Rodney Reed’s appeal to test DNA taken up by Supreme Court

The decades-long struggle to free Rodney Reed from death row has now reached the Supreme Court. Rodney Reed is a Black man who was convicted in 1998 of the rape and murder of Stacey Stites in Bastrop County, Texas. Since the trial, increasing evidence has come to light that Stites was likely murdered by her own fiancé, but Reed has been denied a new trial based on this evidence.

The Supreme Court has now heard oral arguments from Reed’s defense, demanding that proper DNA testing be conducted that could exonerate him. At the heart of the matter is an obscene question: Did Rodney Reed’s defense wait too long to request this DNA be tested? How long can an accused person request evidence of their own innocence before they are assumed forever to be guilty?

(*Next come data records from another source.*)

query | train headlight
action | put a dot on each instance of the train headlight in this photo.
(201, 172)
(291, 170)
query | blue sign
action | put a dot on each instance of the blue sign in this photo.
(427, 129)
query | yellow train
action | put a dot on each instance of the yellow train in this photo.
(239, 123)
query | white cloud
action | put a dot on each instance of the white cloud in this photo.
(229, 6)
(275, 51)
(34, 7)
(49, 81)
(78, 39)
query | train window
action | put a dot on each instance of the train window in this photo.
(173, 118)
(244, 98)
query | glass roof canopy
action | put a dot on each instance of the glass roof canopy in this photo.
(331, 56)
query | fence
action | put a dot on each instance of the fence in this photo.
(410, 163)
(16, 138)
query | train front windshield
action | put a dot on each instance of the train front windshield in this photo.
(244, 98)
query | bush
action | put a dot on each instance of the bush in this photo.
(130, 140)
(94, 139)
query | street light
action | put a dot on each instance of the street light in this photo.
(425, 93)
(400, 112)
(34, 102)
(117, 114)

Reed’s conviction based on now-discredited evidence, faulty science

The prosecution built a narrative around the murder that is now contradicted by many expert analysts and new information.

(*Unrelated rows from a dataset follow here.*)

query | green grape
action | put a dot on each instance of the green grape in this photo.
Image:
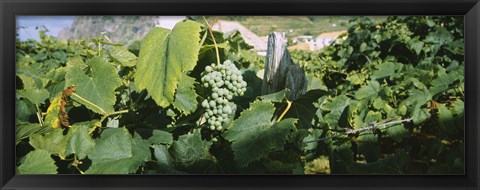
(208, 69)
(212, 103)
(227, 110)
(205, 103)
(225, 81)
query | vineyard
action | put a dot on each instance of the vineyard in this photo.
(386, 97)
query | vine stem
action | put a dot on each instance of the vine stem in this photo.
(213, 38)
(372, 126)
(289, 104)
(113, 113)
(88, 102)
(39, 115)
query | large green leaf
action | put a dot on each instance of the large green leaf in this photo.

The state of Texas’ entire case against Reed is based on selective use of DNA, highlighting some DNA evidence while refusing to test more relevant evidence that could contradict the prosecution’s claim. One of the key pieces of evidence against Reed was that his DNA was found in Stites’ body upon examination. Former coworkers and relatives of Stites, however, maintain that Reed and Stites had a consensual relationship while Stites was engaged to a Giddings, Texas, cop named Jimmy Fennell. The belt that was used to strangle Stites has never been tested for DNA.

The state of Texas argued that Stites was killed between 3 a.m. and 5 a.m. on April 23, 1996. But according to renowned forensic pathologist Michael Baden who testified in a 2017 hearing, Stites was actually killed before midnight on April 22. This timeframe was corroborated by two other leading experts and remains uncontradicted by the state. This is important because it means Stites would more likely have been in her own apartment, which she shared with Fennell, at the time she was murdered.

The state’s entire case against Reed is built on the presence of Reeds’ semen in Stites, but the reality is that this proves nothing about the murder. Department of Public Safety serologist Karen Blakley claimed that Reed’s intact spermatozoa meant that sperm could not have been left more than 26 hours before the examination, which would place Reed at the alleged time of the murder. However, in an affidavit admitting an error, Crime Lab Director Brady Mills testified that Blakley misstated the science. The presence of Reed’s sperm does not prove that Reed was at the crime scene, nor does it prove anything at all.

Prosecutors zero in on Reed while letting corrupt, abusive fiancé off the hook

Fennell was an initial suspect in Stites’s murder, but he managed to avoid further investigation. According to Bastrop Sheriff’s Officer Curtis Davis, a friend of Fennell, Fennell gave an inconsistent account of his location during the murder. Fennell told Davis that he was out drinking on the night of the murder, but later claimed he was with Stites in their apartment that night when, according to three forensic examiners, Stites was likely murdered. When asked to explain the discrepancy, Fennell declined to testify, asserting his Fifth Amendment right to avoid self-incrimination. 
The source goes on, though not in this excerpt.